I am not fluent with property wrappers and would also like to know the best way. Until that's found I'd use something concise and simple like this:

class AppData: ObservableObject {
    @AppStorage("date") var dateValue = Date().timeIntervalSince1970
    @AppStorage("decimal") var decimalValue = 0.0
    @AppStorage("name") var name = "Paul"
    
    var date: Date {
        get { Date(timeIntervalSince1970: dateValue) }
        set { dateValue = newValue.timeIntervalSince1970 }
    }
    
    var decimal: Decimal {
        get { Decimal(decimalValue) }
        set { decimalValue = (newValue as NSDecimalNumber).doubleValue }
    }
}

or this, which is more "DRY":

import SwiftUI

class AppData: ObservableObject {
    @AppStorage("date") var dateValue = Date().timeIntervalSince1970
    @AppStorage("decimal") var decimalValue = 0.0
    @AppStorage("name") var name = "Paul"
}

struct Child: View {
    @EnvironmentObject private var appData: AppData
    var body: some View {
        VStack {
            Text(appData.dateValue.dateProxy, format: .iso8601)
            Text(appData.decimalValue.decimalProxy, format: .number)
            Text(appData.name)
        }
        .background(Color.indigo)
    }
}

struct ContentView: View {
    @StateObject private var appData = AppData()

    var body: some View {
        VStack {
            Text("Hello, world!")
                .padding()
            Text(appData.dateValue.dateProxy, format: .iso8601)
            DatePicker("Date", selection: $appData.dateValue.dateProxy)
            Text(appData.decimalValue.decimalProxy, format: .number)
            TextField("Enter", value: $appData.decimalValue.decimalProxy, format: .number, prompt: Text("Decimal"))
            Text(appData.name)
            TextField("Name", text: $appData.name)
            Divider()
            Child()
        }
        .environmentObject(appData)
    }
}

// Utils.swift
extension Double {
    var decimalProxy: Decimal {
        get { Decimal(self) }
        set { self = (newValue as NSDecimalNumber).doubleValue }
    }
    var dateProxy: Date {
        get { Date(timeIntervalSince1970: self) }
        set { self = newValue.timeIntervalSince1970 }
    }
}
  • Are you concerned with conversion done on every get but not set?
  • Is the number of extra gets for every set significant?
  • Are you sure this overhead is significant (CPU / energy consumption wise) and checked this in the profiler?

if the answer to these questions is yes, then this can be a solution:

    var date: Date {
        get {
            if _cachedDate == nil {
                _cachedDate = dateValue.dateProxy
            }
            return _cachedDate
        }
        set {
            _cachedDate = nil
            dateValue.dateProxy = newValue
        }
    }
    private var _cachedDate: Date!

    var decimal: Decimal {
        get {
            if _cachedDecimal == nil {
                _cachedDecimal = decimalValue.decimalProxy
            }
            return _cachedDecimal
        }
        set {
            _cachedDecimal = nil
            decimalValue.decimalProxy = newValue
        }
    }
    private var _cachedDecimal: Decimal!

Note, it doesn't optimise repetitive sets, only gets.
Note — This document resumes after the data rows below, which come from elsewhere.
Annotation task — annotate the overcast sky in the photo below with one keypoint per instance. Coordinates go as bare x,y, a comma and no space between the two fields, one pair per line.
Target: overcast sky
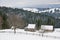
26,3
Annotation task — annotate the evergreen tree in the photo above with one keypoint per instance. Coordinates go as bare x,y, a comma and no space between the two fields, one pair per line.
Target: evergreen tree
38,25
5,23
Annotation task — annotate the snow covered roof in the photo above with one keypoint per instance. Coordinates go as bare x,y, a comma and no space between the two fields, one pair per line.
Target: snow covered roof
31,26
47,27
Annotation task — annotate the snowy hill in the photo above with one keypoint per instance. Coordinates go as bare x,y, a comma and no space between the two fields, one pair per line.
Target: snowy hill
35,10
8,34
31,9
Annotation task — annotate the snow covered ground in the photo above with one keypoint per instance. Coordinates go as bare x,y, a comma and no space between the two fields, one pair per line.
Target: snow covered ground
8,34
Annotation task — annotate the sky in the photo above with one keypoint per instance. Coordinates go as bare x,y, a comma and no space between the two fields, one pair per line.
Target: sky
26,3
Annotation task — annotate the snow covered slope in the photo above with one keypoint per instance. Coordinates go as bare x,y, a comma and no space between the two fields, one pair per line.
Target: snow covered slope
24,36
35,10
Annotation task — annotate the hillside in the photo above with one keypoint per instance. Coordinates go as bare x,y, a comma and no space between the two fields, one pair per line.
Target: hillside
20,18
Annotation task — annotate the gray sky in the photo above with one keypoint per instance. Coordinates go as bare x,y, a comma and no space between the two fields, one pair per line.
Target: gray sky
26,3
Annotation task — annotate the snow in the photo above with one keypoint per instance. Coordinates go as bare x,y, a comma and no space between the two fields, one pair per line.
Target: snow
26,35
47,27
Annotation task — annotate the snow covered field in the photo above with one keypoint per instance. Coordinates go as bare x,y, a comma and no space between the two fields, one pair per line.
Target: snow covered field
8,34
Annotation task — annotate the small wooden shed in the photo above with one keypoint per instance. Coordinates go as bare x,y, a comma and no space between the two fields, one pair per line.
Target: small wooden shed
31,27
Hopefully this solution can be wrapped in some nice property wrappers.

I'd only use this optimisation if it impacts performance significantly (I'd be very surprised if it does).

I think set not as big a problem. But get is because this Decimal value is used a lot. Max efficiency is the reason for going through this route. If this is doing so much repeated reconstruction of Decimal in get, then I might as well use your Decimal: RawRepresentable you posted up above.

this is problematic: you can get different value going back and forth through Double. So again, I will just use your Decimal: RawRepresentable: value goes out and come back exactly the same.